La tercera edición del Festival SantasPascuas llegaba a su fin y lo hacía igual que se ha desarrollado, de manera brillante. Este año su apuesta había sido clara en pos de la variedad, el eclecticismo y la vanguardia. Y así fue también su último cartel, en el que convivieron una figura veterana del pop español y otra de reciente aparición; el clasicismo de Christina Rosenvinge y el rupturismo de el Niño de Elche.

Actuó primero la hispanodanesa, convertida en algo así como el hada madrina del festival, pues ya actuó en el mismo escenario durante la primera edición. En esta ocasión venía para presentar su último trabajo discográfico, el excelente Un hombre rubio, y con el Premio Nacional de las Músicas Actuales metido en el bolsillo desde hace pocos meses. Habíamos visto y reseñado en estas mismas páginas un concierto completo de esta gira (en San Adrián, mes de julio), y este fue similar, aunque con el repertorio recortado para ceñirse a los horarios del festival. Abrió su actuación con el rock sintético de Niña animal, a la que siguió El pretendiente, tema que combina la denuncia social con unas guitarras deudoras de David Bowie. Siguieron desgranando cortes de su último disco, aunque con esporádicas visitas a su pasado reciente, como la familiar Jorge y yo, que recupera recuerdos de su infancia junto a su hermano, La distancia adecuada, más vigorosa que en el disco, o Alguien tendrá la culpa, utilizada por El Drogas como intro de muchos de sus conciertos. Entre las más recientes, destacaron Pesa la palabra, Romance de la plata o La flor entre la vía. En el tramo final brilló su interpretación en La muy puta, en la que se contoneó y terminó cantando tumbada en el suelo, y el bis de La piedra angular, una canción que, según confesó, escribió pensando en cantantes como Loquillo o Nacho Vegas, (“con voz profunda y mucho cuento”, dijo entre risas), pero que finalmente se quedó para ella. En Baluarte, un afortunado espectador subió a bailar este vals con ella en el escenario.

El cierre de la noche, y del festival, corrió a cargo de El Niño de Elche, un transgresor del flamenco a quien acompaña siempre la polémica. Parece evidente que también la busca; inició su show desnudándose delante del público y vistiéndose de traje, cual torero, con la ayuda de los dos músicos que le acompañaban (guitarra y teclados).

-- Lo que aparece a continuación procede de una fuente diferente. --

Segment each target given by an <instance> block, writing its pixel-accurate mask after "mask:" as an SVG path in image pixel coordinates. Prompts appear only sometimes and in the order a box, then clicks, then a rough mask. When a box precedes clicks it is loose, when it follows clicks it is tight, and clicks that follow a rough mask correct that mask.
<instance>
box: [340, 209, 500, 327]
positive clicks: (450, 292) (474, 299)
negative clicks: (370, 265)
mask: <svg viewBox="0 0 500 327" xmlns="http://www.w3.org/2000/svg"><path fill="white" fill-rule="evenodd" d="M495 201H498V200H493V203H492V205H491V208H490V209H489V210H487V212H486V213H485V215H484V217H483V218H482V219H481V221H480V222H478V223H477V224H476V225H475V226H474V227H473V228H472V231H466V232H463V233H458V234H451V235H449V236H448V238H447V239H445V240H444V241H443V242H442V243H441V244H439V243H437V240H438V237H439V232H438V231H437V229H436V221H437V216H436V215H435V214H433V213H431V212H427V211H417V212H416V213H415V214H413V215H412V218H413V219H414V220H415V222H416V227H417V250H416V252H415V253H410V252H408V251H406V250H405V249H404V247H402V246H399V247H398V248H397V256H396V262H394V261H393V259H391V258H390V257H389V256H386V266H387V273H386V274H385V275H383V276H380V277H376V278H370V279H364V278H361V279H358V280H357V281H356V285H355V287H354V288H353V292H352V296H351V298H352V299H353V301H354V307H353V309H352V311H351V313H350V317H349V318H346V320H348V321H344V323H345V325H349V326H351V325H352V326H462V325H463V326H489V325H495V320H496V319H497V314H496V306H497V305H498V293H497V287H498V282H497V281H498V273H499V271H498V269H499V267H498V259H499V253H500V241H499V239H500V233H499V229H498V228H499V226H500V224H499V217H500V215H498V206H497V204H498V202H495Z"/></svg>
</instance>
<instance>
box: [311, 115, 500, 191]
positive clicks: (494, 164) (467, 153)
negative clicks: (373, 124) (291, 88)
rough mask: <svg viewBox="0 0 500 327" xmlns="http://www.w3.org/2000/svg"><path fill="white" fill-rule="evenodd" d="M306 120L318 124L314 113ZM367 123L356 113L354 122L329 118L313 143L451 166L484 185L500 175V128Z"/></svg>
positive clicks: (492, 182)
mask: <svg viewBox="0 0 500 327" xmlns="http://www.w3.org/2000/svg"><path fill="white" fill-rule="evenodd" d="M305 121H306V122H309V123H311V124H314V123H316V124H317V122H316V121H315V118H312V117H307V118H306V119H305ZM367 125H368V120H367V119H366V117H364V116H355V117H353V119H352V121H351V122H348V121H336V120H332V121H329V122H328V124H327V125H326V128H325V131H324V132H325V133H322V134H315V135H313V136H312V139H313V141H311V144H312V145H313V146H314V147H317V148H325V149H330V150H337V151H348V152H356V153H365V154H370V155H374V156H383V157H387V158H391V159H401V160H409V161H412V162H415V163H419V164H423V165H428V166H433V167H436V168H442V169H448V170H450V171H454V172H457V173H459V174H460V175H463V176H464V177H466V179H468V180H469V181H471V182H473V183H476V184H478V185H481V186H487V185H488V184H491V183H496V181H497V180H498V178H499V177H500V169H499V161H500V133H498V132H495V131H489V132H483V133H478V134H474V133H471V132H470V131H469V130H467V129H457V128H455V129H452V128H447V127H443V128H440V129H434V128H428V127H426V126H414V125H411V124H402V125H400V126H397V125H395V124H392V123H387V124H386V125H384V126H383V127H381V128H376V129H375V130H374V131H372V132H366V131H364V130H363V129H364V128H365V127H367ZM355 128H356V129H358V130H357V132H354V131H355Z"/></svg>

Iconoclasta y renovador, dueño de un discurso propio que impregna su obra y también sus sarcásticos soliloquios entre canciones, Francisco Contreras (así se llama), cantó en catalán, utilizó samplers, abogó por acercar el flamenco al pueblo, derramó generosas dosis de misticismo, se burló de sus críticos, de Vox, de los nacionalismos y hasta de algunos puntos del Estatuto de Autonomía andaluz y se metió, fruto de todo ello, al público en el bolsillo. Fue el fantástico broche de oro para un festival de cinco estrellas, con un cartel variado, exquisito y en absoluto obvio. Ya esperamos la próxima edición.